Despite conservative assumptions in its forecasts, including flat bitcoin prices through 2027, Canaccord points to Bullish’s early profitability, balance sheet bolstered by $2.4 billion in bitcoin, and long-term growth prospects as reasons for optimism.

Market share capture

Meanwhile, broker Bernstein has initiated coverage of Bullish with a market-perform rating and a $60 price target, highlighting the exchange’s experienced management team and its ambition to become the second-largest institutional platform after Coinbase.

That outcome, the firm says, hinges on a successful U.S. launch in 2026, where Coinbase currently dominates but opportunities are emerging around stablecoins, market data and indices. Bullish’s ownership of CoinDesk also offers potential optionality if it moves into retail exchange services.

"We expect Bullish to capture ~8% market share in U.S spot institutional crypto volumes by 2027E, while global spot market share remains at ~7%," analysts led by Gautam Chhugani wrote.

Side-lined by valuation

Wall Street bank JPMorgan (JPM) has also initiated coverage of Bullish, assigning the crypto exchange operator a neutral rating and a price target of $50.

Like Bernstein, the JPMorgan analyst also pointed to Bullish’s experienced management team and its ability to navigate the fast-evolving digital asset landscape.

The bank's analyst said growth will likely be fueled by rising institutional demand for crypto exposure and the increasing role of tokens and stablecoins in trading activity.

Bullish is also well-positioned to expand into the U.S. market, building on its existing foothold in Europe and Asia.
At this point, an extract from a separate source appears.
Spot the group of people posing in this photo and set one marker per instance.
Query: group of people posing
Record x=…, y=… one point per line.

According to the bank, another growth driver will be its Liquidity Services business, where clearer regulation could broaden the range of supported blockchains and tokens, creating a stronger environment for exchanges like Bullish.

Still, JPMorgan noted that the firm’s current scale remains limited relative to its market opportunity. With the company at what the bank called a “critical point of maturity,” analysts said valuation concerns justify staying on the sidelines for now.

The shares were trading 3.6% lower, around $50.53, at publication time.